Jean Daniel fue ante todo un periodista. De la vieja escuela. De los que creían que la pluma era un arma cargada de futuro capaz de transformar el mundo una vez sometido este a un análisis riguroso y a la aplicación de los valores de libertad, igual y fraternidad. Y de los que tenían grabado en su mente, a la manera de Montaigne en las cerchas de madera de su torre, un principio clásico inmutable: soy hombre y nada de lo humano me es ajeno, que escribió Terencio. Fue discípulo de Albert Camus y fundó el “Nouvel Observateur”, un semanario progresista que reunió en sus páginas a lo más granado de la intelectualidad francesa que rechazaba con igual denuedo el totalitarismo nazi que el bolchevismo, el antisemitismo que el sionismo. Ahora, en la época del crepúsculo de las ideologías, parece fácil, pero entonces no era una empresa sin riesgo.
A Jean Daniel le dieron el Príncipe de Asturias en el 2004. En Oviedo tuvo un encuentro previo con periodistas al que acudieron los entonces Príncipes Felipe y Letizia. Su discurso fue parecido al que un día después desgranó ante el auditorio general: la ingenuidad europea creyó que tras la caída del Muro de Berlín en 1989 serían por fin universales los valores surgidos de la Revolución Francesa, y que estos iban a ir parejos a los que emanaran de la diversidad cultural en un mundo globalizado sin las amenazas del enfrentamiento entre las grandes potencias. Sería el fin de los nacionalismos y de la lucha de clases; de los imperios que venían gobernando el mundo desde el siglo XVII y de las ideologías que funcionaban como religiones. Y fue un error. Pronto el desengaño fue parejo al proceso que evidenciaba que las religiones se convertían en ideología con reminiscencias medievales y que cuando los imperios, o el estado-nación, retroceden, avanzan las etnias y los nacionalismos excluyentes, y con ello el rechazo al distinto, al pobre, al infiel, a quien no pertenece a la comunidad y utiliza sus signos distintivos.

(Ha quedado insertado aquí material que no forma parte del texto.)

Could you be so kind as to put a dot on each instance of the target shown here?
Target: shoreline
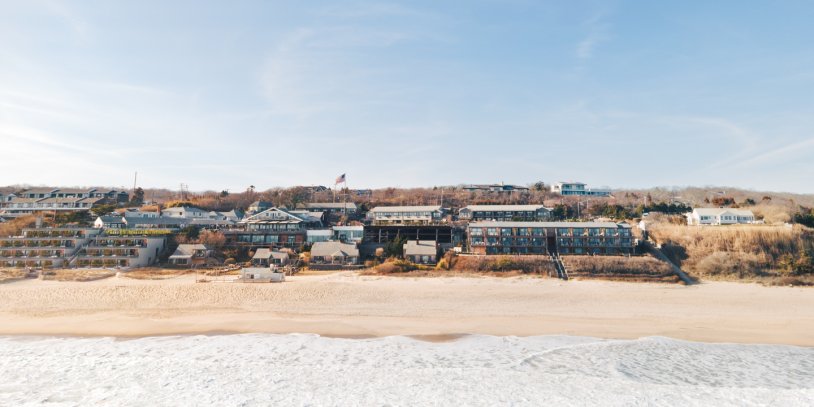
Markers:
(438, 309)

Es entonces misión de los medios de comunicación, argumentaba, parapetarse ante el resurgir de los totalitarismos, de los dogmas, del pensamiento único no dialéctico, de la mentira que persigue un fin espurio – y eso que todavía no estaban de moda las redes sociales y los fake news, pero sí los tabloides amarillos-, y servir defendiendo aquello sin lo cual el hombre no adquiere el rango de humano.
Daniel tenía un hermoso concepto del periodista. Lo concebía como observador que no solo constata la realidad, sino que la piensa, la interpreta, la desmenuza hasta sus últimas raíces, y también como cronista que sabe que desde la comunidad más pequeña está destinado a escribir la Historia, así, con mayúsculas. Sin esos dos elementos: pensar en lo que acontece antes de difundirlo y escribir como si se estuviera realizando la crónica de un acontecimiento, los medios de comunicación se empobrecen, se quedan en meros voceros del instante.
Jean Daniel no era pesimista sobre el futuro, en especial de los periódicos: los concebía como el instrumento cotidiano idóneo para unir la Razón que predicaba Descartes con la exaltación de la Vida que perseguía Unamuno, y ello a través del tratamiento racional de la realidad más próxima y con la protección del impulso vital de los pueblos. Los medios de comunicación veraces, rigurosos, son instrumentos básicos, según Daniel, para el sostenimiento de los valores que componen la civilización occidental, y más expresamente la europea. Sin ellos, la reflexión y la mesura se alejan de una vida cotidiana ganada hoy día por otros objetivos y otras necesidades.
Ha muerto el hombre pero queda el testimonio, el modelo, el ejemplo. Por eso decía Cicerón que los grandes nunca desaparecen, tan fuerte “es la honra, el recuerdo, la añoranza de los amigos que los acompañan”, que siempre terminan perviviendo en la memoria de los tiempos.